Team Fortress 2 Modders Make Nearly $50,000 Apiece - barredo
http://www.crunchgear.com/2010/10/22/team-fortress-2-modders-make-nearly-50000-apiece/
======
barredo
I submitted this, and not the original source
([http://www.gamesindustry.biz/articles/2010-10-22-valves-
user...](http://www.gamesindustry.biz/articles/2010-10-22-valves-user-created-
content-store-earns-modders-USD50k)) because it requires (free) log in to
read.

Here's the full text of the original source:

Valve's user-created content store earns modders $50k Royalties from the new
in-game user-created content store in Valve's multiplayer shooter Team
Fortress 2 have approached $50,000 for some players.

Five modders, who won a competition to have their creations featured, earned
five-figure sums from the in-game Mann Co. Store - which opened just a
fortnight ago.

Creators keep 25 per cent of all item sales, with the rest going to Valve. The
highest-revealed royalty payment to date is $47,000, meaning Valve would have
taken approximately $140,000 from the sales of just one modder's content.

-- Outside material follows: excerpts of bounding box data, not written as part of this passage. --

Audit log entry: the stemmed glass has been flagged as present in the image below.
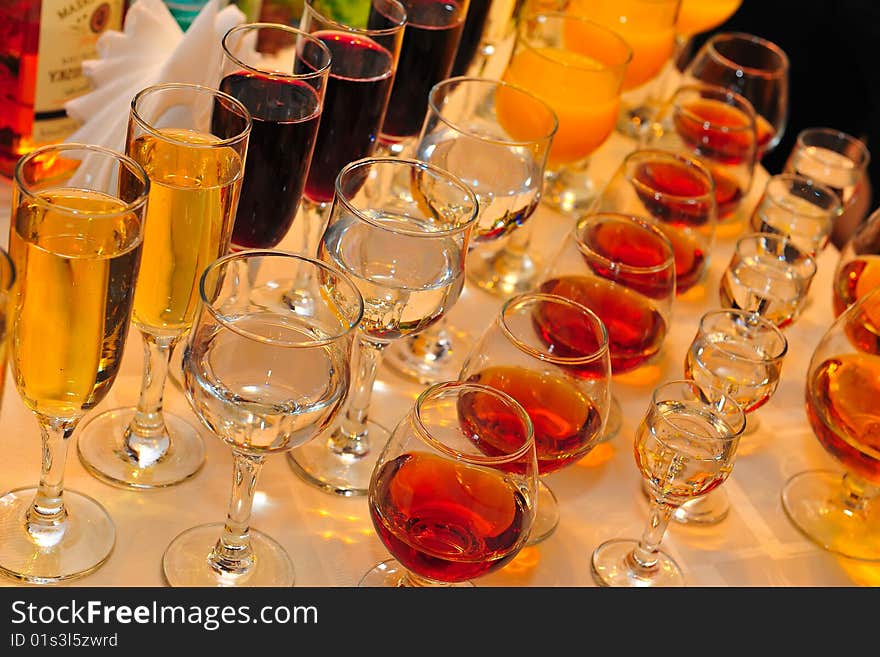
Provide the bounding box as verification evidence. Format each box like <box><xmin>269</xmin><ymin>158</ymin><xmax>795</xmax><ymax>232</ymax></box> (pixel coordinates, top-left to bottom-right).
<box><xmin>0</xmin><ymin>144</ymin><xmax>150</xmax><ymax>584</ymax></box>
<box><xmin>591</xmin><ymin>380</ymin><xmax>745</xmax><ymax>586</ymax></box>
<box><xmin>217</xmin><ymin>23</ymin><xmax>335</xmax><ymax>255</ymax></box>
<box><xmin>538</xmin><ymin>212</ymin><xmax>675</xmax><ymax>440</ymax></box>
<box><xmin>367</xmin><ymin>0</ymin><xmax>469</xmax><ymax>156</ymax></box>
<box><xmin>750</xmin><ymin>173</ymin><xmax>842</xmax><ymax>257</ymax></box>
<box><xmin>289</xmin><ymin>157</ymin><xmax>478</xmax><ymax>496</ymax></box>
<box><xmin>460</xmin><ymin>293</ymin><xmax>611</xmax><ymax>545</ymax></box>
<box><xmin>162</xmin><ymin>250</ymin><xmax>363</xmax><ymax>586</ymax></box>
<box><xmin>385</xmin><ymin>78</ymin><xmax>556</xmax><ymax>383</ymax></box>
<box><xmin>596</xmin><ymin>149</ymin><xmax>718</xmax><ymax>294</ymax></box>
<box><xmin>783</xmin><ymin>128</ymin><xmax>871</xmax><ymax>248</ymax></box>
<box><xmin>360</xmin><ymin>381</ymin><xmax>538</xmax><ymax>587</ymax></box>
<box><xmin>683</xmin><ymin>32</ymin><xmax>789</xmax><ymax>161</ymax></box>
<box><xmin>782</xmin><ymin>288</ymin><xmax>880</xmax><ymax>561</ymax></box>
<box><xmin>718</xmin><ymin>233</ymin><xmax>816</xmax><ymax>328</ymax></box>
<box><xmin>299</xmin><ymin>0</ymin><xmax>406</xmax><ymax>256</ymax></box>
<box><xmin>77</xmin><ymin>83</ymin><xmax>251</xmax><ymax>489</ymax></box>
<box><xmin>640</xmin><ymin>83</ymin><xmax>757</xmax><ymax>220</ymax></box>
<box><xmin>673</xmin><ymin>309</ymin><xmax>788</xmax><ymax>524</ymax></box>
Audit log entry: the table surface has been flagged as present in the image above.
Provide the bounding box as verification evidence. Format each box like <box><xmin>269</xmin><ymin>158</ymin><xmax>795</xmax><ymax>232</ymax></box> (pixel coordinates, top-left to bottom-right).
<box><xmin>0</xmin><ymin>129</ymin><xmax>880</xmax><ymax>587</ymax></box>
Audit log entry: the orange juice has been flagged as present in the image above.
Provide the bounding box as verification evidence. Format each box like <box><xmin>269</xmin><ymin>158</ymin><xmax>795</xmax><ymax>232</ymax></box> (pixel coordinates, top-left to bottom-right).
<box><xmin>506</xmin><ymin>47</ymin><xmax>620</xmax><ymax>170</ymax></box>
<box><xmin>676</xmin><ymin>0</ymin><xmax>742</xmax><ymax>37</ymax></box>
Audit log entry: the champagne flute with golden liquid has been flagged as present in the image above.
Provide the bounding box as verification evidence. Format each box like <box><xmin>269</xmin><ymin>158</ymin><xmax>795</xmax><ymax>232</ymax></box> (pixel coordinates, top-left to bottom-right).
<box><xmin>77</xmin><ymin>83</ymin><xmax>251</xmax><ymax>489</ymax></box>
<box><xmin>0</xmin><ymin>144</ymin><xmax>150</xmax><ymax>584</ymax></box>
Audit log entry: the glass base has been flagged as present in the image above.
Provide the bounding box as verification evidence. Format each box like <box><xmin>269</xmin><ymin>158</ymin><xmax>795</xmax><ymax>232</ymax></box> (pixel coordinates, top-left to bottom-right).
<box><xmin>287</xmin><ymin>420</ymin><xmax>391</xmax><ymax>497</ymax></box>
<box><xmin>358</xmin><ymin>559</ymin><xmax>474</xmax><ymax>588</ymax></box>
<box><xmin>382</xmin><ymin>322</ymin><xmax>474</xmax><ymax>385</ymax></box>
<box><xmin>76</xmin><ymin>407</ymin><xmax>205</xmax><ymax>489</ymax></box>
<box><xmin>0</xmin><ymin>488</ymin><xmax>116</xmax><ymax>584</ymax></box>
<box><xmin>782</xmin><ymin>470</ymin><xmax>880</xmax><ymax>561</ymax></box>
<box><xmin>162</xmin><ymin>522</ymin><xmax>295</xmax><ymax>587</ymax></box>
<box><xmin>591</xmin><ymin>539</ymin><xmax>684</xmax><ymax>587</ymax></box>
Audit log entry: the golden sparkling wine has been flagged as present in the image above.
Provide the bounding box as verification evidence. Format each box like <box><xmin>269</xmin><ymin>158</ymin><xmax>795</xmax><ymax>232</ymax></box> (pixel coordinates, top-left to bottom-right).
<box><xmin>128</xmin><ymin>129</ymin><xmax>243</xmax><ymax>336</ymax></box>
<box><xmin>9</xmin><ymin>188</ymin><xmax>141</xmax><ymax>417</ymax></box>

"It was completely mind-blowing, the size of the return that we're getting on
these things," modder Spencer Kern, one of the top two earners so far, told
Gamasutra.

Valve flew Kern and another player, Steven Skidmore, to its office to present
them with their money first-hand, as payments had exceed Paypal's permissible
limits.

Said Valve boss Gabe Newell, "It benefits us because it grows the community,
right? These [content creators] benefit, but we benefit too.

"Once people realise this is about their community, and that the right people
are getting the benefits... after a while, they'll say, 'This is really how
these kinds of communities need to work.'"

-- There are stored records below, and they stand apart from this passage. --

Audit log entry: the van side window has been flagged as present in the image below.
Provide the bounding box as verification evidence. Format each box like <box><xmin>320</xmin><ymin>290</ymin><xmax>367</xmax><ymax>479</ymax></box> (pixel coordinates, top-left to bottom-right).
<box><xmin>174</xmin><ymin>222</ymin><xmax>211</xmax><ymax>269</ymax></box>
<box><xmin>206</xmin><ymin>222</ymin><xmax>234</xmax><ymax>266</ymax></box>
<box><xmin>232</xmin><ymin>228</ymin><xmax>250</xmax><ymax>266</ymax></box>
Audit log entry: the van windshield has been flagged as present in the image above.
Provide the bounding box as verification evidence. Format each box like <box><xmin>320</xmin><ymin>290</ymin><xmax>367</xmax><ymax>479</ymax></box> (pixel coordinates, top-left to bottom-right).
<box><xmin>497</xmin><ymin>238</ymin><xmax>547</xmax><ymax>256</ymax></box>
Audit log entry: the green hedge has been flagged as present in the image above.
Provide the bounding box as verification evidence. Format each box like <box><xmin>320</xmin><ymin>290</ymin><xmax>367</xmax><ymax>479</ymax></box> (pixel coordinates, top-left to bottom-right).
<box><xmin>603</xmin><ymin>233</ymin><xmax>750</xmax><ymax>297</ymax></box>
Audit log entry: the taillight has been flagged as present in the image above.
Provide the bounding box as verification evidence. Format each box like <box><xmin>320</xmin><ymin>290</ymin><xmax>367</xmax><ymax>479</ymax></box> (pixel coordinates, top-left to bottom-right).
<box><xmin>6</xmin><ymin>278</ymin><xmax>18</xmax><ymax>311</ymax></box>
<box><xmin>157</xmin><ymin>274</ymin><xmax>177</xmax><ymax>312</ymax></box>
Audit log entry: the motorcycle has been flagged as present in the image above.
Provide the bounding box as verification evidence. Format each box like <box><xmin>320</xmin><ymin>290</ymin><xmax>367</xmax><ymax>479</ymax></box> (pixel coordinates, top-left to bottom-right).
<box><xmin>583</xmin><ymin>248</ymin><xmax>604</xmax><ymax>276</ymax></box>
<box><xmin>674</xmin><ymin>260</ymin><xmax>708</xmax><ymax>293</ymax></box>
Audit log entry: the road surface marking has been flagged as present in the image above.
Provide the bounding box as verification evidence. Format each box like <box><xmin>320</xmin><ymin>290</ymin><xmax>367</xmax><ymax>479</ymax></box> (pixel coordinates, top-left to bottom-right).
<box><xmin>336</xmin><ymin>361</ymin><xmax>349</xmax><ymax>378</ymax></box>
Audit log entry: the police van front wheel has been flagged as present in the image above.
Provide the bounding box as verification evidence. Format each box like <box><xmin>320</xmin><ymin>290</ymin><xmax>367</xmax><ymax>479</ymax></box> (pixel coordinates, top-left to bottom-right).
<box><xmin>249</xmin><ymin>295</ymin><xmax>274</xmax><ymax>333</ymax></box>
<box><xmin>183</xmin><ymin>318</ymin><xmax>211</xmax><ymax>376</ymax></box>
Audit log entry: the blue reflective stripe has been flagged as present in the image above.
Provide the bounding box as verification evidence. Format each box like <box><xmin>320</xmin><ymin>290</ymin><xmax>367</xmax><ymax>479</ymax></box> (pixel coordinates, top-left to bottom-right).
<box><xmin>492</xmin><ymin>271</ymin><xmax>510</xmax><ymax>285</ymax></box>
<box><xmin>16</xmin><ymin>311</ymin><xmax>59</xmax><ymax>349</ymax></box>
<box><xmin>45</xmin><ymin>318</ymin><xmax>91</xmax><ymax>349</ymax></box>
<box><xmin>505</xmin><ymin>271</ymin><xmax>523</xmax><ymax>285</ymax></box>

Valve will also sell its own content on the store, but plans to significantly
extend the range of amateur contributions. Prices for items currently range
from less than a dollar to $17.50.

"What you really want to do is create per-person pricing, or per-person
monetisation or per-person ways of creating value," said Newell. "In a sense,
asking 'could you support a game entirely with just this as a monetisation
model?' - you could."